Perloff begins by mentioning the writers that led Yeats to Goethe, even as Yeats read no German, namely, Walter Pater and Edward Dowden, the latter an Irish professor of English literature at Trinity College, Dublin, while also president of the English Goethe Society from 1886 to 1908. Dowden translated the
West-East Divan. An instructive comment regarding the subject of re-invention occurs in the introduction to the translation (edited by Dowden's wife on its posthumous publication in 1914): "The
Divan is the product of Goethe's Indian Summer of art-life, the rejuvenescence that came when he was sixty-five." In this connection, Perloff mentions Yeats' Crazy Jane lyrics and "the rhapsodizing of the joys of sexual life in [Yeats' letters]" in 1930, when he was sixty-five.
When Perloff wrote her article, Yeats' library had not yet been catalogued (has it since then?), so that it was difficult to know which works of Goethe Yeats had read. Despite his deficiency in the German language, however, it appears that he "obviously" knew
Werther,
Faust, and "the major lyrics," and may well have known
Egmont,
Tasso, and
Iphigenia.

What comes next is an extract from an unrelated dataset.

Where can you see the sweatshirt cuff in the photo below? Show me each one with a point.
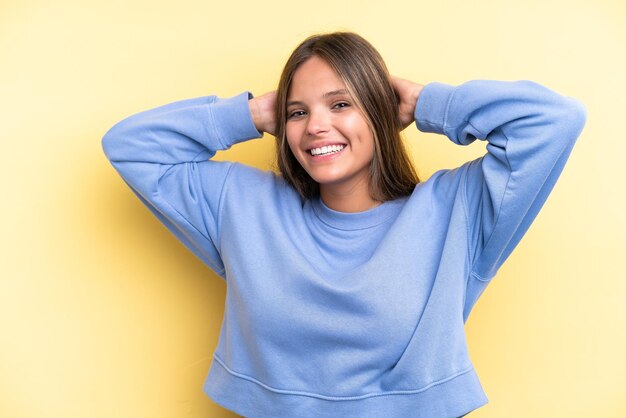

The most influential works, however, were
Wilhelm Meister, the
John Oxenford translation of the conversations with Eckermann, and the Oxenford translation of Goethe's autobiography, which appeared in 1848 (not 1948).
I am not a Yeats' scholar, so I will not go into the particulars of what Yeats absorbed from reading Goethe, especially on the nature of "the Doctrine of the Mask" or the concept of "self-unity." (For those interested, the article is available on
JSTOR.) Apparently, Yeats took from Wilhelm Meister less the plot or the characters than its themes, which he seemed to have used as a "book of wisdom." In this connection and in light of what I learned about Yeats' enthusiasm for Eckermann's conversations, I cannot help thinking of my recent posts on
Eckermann pastiches as well as on the
appropriation of Goethe's words for all manner of commerce, prophecy, and self-help.
So, in this connection, Perloff quotes William Butler Yeats paraphrasing Goethe in "Anima Hominis" (1917):
"I think that all religious men have believed that there is a hand not ours in the events of life, and that, as somebody says in
Wilhelm Meister, accident is destiny."
As I did in the earlier posts mentioned above, let us see what Google Translate makes of this:
"Ich denke, dass alle religiösen Männer geglaubt haben, dass es in den Ereignissen des Lebens eine Hand gibt, die nicht unsere ist, und dass, wie jemand in Wilhelm Meister sagt, Zufall Schicksal ist."
To my ears, this sounds too prosaic for Goethe, granted that his thinking ran along these lines.